At first I thought, of course I’m going to want to make a movie of my own novel, because how many directors get a chance to do that, or how many novelists get a chance to do that? And I have like five producers who I’ve worked with before who all tell me, “We’d like to make a movie of this with you.” But then I realized it was the last thing in the world I wanted to do, actually, because it feels complete. I feel like I’ve done it [already], and I think it would be actually kind of boring for me to do it again. And that surprised me. I didn’t expect that reaction on my own part. And it didn’t feel to me that the novel needed a movie to be validated or to be fulfilled or completed or whatever.
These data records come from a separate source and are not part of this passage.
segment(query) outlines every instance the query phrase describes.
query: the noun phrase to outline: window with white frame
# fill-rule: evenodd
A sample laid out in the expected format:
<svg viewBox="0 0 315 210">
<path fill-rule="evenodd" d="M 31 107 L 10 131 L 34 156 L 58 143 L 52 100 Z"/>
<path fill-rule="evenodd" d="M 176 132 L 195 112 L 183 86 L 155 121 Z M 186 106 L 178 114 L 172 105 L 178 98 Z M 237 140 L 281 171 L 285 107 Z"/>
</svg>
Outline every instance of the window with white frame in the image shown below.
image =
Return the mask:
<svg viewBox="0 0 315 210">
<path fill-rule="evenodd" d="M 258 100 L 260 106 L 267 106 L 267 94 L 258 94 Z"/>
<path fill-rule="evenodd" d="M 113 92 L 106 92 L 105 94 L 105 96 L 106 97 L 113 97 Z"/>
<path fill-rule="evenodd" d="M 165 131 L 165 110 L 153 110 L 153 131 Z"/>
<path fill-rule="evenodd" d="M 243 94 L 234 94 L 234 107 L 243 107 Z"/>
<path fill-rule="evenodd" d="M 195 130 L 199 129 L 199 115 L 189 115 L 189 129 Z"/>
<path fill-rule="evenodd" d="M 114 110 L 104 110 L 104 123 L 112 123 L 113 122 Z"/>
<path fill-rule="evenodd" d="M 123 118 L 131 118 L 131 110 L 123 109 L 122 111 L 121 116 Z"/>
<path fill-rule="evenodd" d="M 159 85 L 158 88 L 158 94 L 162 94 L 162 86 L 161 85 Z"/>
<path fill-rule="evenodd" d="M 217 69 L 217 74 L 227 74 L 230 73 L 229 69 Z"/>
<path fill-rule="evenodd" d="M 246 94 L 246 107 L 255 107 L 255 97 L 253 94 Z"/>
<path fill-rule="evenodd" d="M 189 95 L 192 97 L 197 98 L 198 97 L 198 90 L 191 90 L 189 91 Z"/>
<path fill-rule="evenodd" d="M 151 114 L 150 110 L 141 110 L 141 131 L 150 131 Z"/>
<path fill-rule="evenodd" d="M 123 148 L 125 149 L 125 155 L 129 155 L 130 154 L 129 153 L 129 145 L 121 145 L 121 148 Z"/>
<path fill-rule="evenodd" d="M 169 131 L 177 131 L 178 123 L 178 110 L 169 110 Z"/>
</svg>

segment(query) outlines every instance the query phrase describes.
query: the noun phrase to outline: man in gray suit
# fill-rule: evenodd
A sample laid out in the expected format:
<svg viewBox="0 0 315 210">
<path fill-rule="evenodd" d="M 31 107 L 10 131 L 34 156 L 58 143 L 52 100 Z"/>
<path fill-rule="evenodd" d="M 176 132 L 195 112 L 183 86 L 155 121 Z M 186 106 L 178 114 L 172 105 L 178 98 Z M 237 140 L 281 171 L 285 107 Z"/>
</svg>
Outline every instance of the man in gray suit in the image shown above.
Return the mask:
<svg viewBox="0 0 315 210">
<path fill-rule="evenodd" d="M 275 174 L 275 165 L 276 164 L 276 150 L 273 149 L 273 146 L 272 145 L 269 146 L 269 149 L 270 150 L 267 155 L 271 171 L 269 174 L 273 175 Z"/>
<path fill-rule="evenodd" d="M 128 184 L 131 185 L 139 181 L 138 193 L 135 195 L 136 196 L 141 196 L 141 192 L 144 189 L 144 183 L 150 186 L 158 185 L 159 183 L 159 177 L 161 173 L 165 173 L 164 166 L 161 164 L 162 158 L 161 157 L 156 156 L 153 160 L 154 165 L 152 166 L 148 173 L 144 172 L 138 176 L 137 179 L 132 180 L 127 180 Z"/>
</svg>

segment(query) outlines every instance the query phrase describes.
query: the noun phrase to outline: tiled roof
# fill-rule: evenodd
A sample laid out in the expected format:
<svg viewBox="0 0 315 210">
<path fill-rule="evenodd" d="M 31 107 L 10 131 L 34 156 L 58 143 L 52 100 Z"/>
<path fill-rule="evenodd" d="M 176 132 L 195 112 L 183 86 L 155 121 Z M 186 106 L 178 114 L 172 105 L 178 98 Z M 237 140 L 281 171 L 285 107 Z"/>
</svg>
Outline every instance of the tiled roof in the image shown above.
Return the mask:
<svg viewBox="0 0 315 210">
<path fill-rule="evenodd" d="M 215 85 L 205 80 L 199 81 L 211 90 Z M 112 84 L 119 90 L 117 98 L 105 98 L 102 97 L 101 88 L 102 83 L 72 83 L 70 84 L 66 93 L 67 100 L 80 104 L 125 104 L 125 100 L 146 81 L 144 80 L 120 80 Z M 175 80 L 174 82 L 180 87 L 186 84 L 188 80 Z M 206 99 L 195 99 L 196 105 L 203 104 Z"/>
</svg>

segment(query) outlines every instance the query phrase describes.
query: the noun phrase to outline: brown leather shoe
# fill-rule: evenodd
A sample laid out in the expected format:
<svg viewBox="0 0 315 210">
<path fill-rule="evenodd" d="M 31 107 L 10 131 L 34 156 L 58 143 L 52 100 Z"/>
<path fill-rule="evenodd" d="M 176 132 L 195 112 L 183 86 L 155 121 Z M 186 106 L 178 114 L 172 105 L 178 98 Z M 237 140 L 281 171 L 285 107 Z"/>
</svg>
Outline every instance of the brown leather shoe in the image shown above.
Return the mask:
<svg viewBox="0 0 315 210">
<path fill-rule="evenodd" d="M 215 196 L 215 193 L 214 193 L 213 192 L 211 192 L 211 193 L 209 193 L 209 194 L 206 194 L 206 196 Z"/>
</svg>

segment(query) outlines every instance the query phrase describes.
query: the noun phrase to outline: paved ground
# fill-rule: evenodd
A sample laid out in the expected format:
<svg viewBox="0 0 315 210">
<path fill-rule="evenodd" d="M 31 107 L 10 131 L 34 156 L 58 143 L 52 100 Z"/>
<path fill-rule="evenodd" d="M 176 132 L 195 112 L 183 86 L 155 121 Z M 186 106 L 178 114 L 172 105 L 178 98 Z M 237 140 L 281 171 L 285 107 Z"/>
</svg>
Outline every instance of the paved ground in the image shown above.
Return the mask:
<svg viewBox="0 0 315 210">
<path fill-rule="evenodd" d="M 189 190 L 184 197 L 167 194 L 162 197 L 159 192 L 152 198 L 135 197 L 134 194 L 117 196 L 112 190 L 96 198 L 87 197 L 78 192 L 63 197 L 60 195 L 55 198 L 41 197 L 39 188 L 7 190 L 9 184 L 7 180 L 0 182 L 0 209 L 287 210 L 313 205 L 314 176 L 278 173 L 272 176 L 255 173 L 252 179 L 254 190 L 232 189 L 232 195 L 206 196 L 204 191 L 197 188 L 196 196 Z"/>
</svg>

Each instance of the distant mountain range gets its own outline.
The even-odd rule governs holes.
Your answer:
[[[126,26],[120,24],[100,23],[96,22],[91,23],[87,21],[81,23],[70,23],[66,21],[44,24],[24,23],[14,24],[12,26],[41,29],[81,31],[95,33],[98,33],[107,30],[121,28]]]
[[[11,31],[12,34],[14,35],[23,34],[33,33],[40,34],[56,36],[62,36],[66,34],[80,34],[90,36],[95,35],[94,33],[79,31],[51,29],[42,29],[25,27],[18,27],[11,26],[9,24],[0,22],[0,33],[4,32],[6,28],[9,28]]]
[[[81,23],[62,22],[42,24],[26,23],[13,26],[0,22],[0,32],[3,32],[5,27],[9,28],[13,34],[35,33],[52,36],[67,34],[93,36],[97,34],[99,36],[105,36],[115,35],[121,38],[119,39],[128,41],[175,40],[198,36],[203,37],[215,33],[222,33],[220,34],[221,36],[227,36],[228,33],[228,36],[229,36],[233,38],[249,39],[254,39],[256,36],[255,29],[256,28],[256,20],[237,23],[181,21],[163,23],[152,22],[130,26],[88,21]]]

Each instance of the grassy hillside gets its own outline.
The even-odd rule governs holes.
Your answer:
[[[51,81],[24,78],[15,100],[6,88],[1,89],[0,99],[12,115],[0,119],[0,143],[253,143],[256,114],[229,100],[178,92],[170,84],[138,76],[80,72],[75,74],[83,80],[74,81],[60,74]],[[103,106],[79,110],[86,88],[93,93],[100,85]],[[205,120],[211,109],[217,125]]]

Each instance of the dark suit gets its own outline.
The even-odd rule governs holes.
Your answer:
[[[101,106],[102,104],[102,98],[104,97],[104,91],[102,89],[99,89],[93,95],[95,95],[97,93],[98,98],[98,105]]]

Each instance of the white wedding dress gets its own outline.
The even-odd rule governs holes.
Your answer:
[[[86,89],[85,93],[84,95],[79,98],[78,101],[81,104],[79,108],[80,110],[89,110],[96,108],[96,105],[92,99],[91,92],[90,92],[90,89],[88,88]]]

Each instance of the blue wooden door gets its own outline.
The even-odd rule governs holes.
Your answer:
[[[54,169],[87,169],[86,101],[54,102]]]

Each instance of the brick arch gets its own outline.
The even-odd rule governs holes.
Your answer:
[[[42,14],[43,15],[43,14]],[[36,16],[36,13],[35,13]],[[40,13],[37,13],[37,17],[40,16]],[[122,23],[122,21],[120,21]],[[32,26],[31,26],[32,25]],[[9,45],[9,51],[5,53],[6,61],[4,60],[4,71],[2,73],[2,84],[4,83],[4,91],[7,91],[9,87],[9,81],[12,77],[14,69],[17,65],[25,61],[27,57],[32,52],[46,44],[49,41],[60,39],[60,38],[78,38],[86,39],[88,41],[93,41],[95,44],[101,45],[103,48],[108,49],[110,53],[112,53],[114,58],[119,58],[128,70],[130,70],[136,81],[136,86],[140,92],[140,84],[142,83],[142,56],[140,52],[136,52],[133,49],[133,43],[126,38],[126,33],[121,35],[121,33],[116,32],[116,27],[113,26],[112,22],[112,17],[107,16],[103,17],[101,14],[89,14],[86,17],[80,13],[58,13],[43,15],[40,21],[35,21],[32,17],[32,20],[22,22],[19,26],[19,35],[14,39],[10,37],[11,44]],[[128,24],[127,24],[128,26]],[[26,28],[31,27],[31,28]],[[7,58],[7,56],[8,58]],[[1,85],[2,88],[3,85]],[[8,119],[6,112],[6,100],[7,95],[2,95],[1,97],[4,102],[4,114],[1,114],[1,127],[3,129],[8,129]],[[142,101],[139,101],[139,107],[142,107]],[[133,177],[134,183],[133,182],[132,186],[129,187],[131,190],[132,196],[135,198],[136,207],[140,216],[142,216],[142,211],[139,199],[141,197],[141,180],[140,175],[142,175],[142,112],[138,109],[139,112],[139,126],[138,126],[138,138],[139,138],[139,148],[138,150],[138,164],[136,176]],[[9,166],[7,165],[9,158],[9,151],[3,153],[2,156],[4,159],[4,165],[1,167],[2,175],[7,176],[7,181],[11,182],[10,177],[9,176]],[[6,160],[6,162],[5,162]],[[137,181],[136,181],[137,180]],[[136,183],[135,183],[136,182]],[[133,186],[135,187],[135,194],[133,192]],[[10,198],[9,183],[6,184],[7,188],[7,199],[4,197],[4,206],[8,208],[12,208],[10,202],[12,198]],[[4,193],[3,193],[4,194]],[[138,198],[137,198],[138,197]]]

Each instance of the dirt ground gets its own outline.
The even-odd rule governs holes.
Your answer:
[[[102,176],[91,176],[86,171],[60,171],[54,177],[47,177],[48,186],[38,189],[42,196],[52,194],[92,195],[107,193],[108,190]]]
And so I’m in the position where — though, I honestly doubt this will happen — but if some other director wanted to do it, I would sell them the the rights.

In another interview, Cronenberg emphasized that he found novel-writing a liberating experience compared to screenwriting:

One of the reasons I wanted to write a novel was: Do I have a literary voice? Do I have a prose voice? And if so, what is that voice? The only way you can discover that is to write and to let it flow in a natural way without a preconception of what you should be writing or what people expect you to write based on your movies. You have to forget all that stuff and just relate directly to your own head, which is part of the intriguing wonderfulness of writing for days and days and days. You can play that sort of game with yourself. It just arises organically out of the desire to create a narrative and to have characters who come alive, who feel physically and intellectually as though they exist to the reader.